In a recent study, Koessler et al. reported the first comprehensive candidate gene study that systematically tagged all the known common variants in the MMR genes and tested these tags for association with CRC susceptibility (30). A total of 2,299 cases and 2,284 unrelated controls were genotyped for 68 tagging single nucleotide polymorphisms (SNPs) with a minor allele frequency (MAF) higher than 5% in 7 genes of the MMR pathway (MLH1, MLH3, MSH2, MSH3, MSH6, PMS1, PMS2). The most plausible association was found for the variant A1045T in MSH3, also notably identified in another recent case cohort study (31).
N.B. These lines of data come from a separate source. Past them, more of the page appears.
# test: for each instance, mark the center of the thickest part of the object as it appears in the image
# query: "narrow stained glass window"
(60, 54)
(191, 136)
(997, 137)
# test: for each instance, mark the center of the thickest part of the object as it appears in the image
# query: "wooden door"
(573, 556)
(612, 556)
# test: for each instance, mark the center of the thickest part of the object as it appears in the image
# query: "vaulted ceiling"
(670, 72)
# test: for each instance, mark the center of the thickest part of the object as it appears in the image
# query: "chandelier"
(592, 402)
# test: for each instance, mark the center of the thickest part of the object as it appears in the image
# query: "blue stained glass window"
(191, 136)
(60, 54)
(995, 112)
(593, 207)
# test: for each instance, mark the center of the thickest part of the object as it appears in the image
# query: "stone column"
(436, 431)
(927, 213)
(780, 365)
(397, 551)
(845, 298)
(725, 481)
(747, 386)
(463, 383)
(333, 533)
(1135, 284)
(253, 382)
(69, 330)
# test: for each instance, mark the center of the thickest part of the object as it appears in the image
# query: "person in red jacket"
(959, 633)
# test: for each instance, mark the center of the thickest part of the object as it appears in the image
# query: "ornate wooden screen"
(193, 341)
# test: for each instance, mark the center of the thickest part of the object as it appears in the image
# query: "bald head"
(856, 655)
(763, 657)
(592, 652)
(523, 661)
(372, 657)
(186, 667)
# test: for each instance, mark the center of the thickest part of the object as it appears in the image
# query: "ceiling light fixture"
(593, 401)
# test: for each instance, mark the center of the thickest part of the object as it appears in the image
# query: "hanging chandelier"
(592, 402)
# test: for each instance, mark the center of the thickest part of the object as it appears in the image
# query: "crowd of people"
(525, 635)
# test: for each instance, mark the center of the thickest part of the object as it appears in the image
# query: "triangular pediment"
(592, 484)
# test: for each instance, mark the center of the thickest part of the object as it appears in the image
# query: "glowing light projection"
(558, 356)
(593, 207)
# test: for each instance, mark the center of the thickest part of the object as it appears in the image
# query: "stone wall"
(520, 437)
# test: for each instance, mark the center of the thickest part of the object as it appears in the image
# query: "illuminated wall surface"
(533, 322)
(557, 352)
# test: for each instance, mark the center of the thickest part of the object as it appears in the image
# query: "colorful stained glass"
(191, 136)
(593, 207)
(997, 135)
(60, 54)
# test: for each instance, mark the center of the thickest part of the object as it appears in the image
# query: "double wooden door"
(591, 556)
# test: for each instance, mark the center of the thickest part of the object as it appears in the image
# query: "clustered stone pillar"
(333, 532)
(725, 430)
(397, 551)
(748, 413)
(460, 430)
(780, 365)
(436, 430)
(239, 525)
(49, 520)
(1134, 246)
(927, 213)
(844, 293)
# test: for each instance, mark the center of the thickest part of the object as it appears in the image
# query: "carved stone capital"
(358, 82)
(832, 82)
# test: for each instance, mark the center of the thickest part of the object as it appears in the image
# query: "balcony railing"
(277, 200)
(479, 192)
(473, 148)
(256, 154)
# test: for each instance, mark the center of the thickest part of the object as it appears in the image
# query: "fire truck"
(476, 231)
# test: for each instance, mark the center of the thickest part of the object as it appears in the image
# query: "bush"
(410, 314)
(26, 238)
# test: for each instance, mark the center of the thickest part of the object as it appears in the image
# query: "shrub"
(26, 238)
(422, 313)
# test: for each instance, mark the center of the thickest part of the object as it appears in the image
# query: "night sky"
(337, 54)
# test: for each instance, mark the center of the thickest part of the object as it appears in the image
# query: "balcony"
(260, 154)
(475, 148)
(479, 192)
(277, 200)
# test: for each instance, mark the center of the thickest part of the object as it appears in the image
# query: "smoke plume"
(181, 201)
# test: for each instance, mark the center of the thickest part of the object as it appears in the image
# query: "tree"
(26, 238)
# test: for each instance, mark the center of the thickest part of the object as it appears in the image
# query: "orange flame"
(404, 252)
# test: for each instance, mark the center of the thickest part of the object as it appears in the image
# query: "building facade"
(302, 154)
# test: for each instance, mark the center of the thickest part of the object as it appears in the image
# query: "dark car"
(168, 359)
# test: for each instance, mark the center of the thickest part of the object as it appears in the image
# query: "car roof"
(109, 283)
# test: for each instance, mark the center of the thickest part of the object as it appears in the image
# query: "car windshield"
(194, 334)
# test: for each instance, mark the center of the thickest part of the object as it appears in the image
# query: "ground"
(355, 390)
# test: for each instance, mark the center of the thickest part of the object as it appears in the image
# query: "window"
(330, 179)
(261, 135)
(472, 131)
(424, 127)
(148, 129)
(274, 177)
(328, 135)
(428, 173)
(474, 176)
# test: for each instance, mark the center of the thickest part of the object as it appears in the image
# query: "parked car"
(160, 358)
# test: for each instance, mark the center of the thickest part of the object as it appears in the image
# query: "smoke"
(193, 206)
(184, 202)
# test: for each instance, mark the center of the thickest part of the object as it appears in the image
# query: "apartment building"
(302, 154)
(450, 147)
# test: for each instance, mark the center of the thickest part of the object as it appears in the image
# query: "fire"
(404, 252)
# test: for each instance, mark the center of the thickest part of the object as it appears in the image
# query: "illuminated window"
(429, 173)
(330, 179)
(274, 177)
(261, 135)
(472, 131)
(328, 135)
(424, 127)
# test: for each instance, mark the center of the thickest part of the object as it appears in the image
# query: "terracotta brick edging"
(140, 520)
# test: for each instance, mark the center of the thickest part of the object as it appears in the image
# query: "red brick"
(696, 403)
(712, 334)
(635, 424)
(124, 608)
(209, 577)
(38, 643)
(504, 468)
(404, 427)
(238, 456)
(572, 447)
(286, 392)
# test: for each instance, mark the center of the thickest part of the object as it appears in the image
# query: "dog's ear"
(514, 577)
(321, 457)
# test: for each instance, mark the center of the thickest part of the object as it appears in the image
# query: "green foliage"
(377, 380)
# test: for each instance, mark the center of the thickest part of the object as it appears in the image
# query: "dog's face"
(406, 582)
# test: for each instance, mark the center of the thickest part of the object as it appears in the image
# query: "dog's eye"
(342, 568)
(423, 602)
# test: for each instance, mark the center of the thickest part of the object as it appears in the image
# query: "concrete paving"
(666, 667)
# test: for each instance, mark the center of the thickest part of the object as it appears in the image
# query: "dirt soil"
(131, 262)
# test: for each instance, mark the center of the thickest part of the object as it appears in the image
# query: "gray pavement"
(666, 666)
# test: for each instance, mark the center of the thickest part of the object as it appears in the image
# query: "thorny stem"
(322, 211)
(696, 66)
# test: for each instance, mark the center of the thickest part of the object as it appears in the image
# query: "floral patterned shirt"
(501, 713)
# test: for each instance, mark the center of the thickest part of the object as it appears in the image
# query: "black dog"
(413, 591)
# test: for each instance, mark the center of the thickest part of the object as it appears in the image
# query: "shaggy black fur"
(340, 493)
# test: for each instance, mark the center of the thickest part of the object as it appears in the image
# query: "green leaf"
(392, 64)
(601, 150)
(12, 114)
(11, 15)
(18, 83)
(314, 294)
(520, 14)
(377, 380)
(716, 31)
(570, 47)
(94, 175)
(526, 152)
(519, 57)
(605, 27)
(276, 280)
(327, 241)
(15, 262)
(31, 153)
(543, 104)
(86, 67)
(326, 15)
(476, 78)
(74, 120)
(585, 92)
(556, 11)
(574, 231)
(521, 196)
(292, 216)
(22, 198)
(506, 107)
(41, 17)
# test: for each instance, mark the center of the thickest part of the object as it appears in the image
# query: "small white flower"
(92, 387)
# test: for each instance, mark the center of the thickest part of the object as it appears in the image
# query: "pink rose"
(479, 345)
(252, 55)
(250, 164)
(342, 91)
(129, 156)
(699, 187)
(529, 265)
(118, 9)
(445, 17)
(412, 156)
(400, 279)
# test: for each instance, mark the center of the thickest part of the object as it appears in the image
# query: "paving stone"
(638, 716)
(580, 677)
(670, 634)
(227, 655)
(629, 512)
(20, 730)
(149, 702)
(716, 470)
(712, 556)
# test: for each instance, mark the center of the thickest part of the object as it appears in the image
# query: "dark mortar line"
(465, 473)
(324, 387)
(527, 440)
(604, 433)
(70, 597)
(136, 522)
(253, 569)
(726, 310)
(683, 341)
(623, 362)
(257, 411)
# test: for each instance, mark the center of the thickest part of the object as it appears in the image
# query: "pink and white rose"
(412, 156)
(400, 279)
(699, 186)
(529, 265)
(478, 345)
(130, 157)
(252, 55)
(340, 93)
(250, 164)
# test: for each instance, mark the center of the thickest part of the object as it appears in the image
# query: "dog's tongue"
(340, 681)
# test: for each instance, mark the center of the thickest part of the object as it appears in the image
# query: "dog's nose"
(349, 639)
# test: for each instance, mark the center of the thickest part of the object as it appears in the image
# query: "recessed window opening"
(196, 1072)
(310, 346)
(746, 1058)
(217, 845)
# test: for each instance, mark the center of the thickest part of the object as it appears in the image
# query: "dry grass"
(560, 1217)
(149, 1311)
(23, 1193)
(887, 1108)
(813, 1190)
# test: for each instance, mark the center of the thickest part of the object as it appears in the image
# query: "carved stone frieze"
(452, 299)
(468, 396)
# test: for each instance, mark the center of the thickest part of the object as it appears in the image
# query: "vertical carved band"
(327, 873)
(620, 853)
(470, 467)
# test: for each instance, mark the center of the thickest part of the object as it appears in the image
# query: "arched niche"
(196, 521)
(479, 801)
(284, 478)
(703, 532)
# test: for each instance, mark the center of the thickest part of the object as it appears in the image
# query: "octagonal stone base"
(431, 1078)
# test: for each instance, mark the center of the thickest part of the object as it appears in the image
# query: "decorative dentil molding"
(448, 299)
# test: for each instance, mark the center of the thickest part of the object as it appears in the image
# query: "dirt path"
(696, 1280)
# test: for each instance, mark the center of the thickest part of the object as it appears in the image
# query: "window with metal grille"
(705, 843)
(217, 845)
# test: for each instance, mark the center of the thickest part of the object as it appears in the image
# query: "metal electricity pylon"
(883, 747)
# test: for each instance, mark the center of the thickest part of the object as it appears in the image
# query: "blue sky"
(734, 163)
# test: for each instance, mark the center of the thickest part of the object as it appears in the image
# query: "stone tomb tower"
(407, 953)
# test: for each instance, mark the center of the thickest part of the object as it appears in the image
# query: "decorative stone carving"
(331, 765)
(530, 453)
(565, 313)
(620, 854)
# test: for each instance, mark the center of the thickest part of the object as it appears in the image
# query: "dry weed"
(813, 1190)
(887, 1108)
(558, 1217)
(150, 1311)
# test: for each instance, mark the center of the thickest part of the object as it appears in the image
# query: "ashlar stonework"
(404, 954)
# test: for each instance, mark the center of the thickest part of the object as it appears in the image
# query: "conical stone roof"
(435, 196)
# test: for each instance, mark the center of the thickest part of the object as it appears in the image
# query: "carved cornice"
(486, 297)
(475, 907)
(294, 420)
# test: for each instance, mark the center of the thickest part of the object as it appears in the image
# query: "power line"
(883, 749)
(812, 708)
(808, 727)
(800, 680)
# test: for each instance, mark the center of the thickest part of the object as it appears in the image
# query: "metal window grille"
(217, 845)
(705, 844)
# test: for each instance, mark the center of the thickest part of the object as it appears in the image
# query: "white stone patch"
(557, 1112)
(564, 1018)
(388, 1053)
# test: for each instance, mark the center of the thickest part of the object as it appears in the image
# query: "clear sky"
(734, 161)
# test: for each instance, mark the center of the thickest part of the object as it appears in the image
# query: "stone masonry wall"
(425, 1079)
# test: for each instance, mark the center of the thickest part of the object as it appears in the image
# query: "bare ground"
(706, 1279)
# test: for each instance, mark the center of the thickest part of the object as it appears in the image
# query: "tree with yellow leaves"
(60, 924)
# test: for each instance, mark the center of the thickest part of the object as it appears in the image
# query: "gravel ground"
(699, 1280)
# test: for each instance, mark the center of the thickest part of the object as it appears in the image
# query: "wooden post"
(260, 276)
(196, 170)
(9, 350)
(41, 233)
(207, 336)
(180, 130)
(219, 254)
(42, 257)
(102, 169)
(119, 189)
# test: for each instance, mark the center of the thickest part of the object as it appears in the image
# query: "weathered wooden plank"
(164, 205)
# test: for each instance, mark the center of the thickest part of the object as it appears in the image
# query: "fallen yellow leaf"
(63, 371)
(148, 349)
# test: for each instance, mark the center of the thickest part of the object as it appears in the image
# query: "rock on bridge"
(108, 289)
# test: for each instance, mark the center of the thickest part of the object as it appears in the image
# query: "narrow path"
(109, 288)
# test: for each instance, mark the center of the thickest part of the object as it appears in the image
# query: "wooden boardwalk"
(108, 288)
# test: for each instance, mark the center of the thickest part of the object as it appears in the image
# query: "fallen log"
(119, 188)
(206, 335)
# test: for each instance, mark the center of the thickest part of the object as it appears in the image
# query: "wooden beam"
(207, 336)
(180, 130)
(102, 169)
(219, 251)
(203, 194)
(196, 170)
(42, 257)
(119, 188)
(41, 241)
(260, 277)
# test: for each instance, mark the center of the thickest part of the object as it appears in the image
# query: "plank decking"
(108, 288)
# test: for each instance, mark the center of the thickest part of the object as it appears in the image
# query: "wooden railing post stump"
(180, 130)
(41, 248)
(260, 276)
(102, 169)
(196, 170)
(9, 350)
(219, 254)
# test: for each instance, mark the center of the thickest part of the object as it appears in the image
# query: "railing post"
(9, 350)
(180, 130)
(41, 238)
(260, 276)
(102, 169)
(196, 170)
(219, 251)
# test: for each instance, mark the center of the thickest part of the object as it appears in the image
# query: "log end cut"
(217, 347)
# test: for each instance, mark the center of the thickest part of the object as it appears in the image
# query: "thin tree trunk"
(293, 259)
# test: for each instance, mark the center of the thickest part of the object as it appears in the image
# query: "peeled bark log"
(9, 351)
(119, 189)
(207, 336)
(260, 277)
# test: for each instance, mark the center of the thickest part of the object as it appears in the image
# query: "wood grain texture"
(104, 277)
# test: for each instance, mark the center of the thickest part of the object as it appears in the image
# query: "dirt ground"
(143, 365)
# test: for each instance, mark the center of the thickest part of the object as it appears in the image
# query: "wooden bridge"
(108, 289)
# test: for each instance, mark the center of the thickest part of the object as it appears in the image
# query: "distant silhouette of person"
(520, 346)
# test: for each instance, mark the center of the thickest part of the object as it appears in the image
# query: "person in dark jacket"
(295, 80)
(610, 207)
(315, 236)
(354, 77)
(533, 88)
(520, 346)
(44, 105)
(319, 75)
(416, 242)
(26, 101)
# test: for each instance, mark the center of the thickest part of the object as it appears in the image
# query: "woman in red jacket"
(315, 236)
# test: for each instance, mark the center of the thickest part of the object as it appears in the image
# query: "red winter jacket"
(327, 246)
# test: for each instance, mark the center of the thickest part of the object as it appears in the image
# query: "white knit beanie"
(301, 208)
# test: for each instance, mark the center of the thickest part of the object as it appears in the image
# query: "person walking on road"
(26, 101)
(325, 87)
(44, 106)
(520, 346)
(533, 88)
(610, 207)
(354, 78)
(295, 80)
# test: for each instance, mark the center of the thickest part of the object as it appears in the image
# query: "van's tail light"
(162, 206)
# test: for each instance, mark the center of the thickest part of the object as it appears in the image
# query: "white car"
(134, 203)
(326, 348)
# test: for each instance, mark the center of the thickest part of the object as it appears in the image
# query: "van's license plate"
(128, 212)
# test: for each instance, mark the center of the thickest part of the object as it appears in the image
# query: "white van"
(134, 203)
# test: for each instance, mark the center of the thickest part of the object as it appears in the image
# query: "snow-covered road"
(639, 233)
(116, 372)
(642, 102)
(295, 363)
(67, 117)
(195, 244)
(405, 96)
Even though the study was well powered, variants with a MAF lower than 5% (30) were not included and even common variants could have been missed due to sub-maximal linkage disequilibrium (LD) with tagging SNPs and the limited sample size of the cohorts. This indicates that MMR genes can confer a high risk of CRC in the presence of a pathogenic mutation (one which alters the reading frame of the protein leading to a premature stop codon, for example) as well as low-risk variants when the change is due to a SNP of unknown significance.
Linkage Analysis In The Future
Linkage analysis has been the tool of choice for finding genes for monogenic Mendelian diseases such as APC, MLH1 and MSH2 (32-34), but it requires the use of large families and a clearly defined phenotype. Besides its limited resolution, linkage analysis also has a low power in detecting weak effects and a high sensitivity to locus heterogeneity, two major issues in complex traits. While the resolution problem has been overcome by using specific linkage chips (Illumina 6K arrays and Affymetrix 10K arrays), locus heterogeneity remains a problem. One possible solution is to perform studies in specific kindreds where the phenotype has been accurately described (35) or to subgroup the families according to the degree they are affected.
Some genome-wide linkage studies have given direct evidence for the existence of further high- or moderate-penetrant CRC loci, even though the causal mutations have not been identified yet (36-40).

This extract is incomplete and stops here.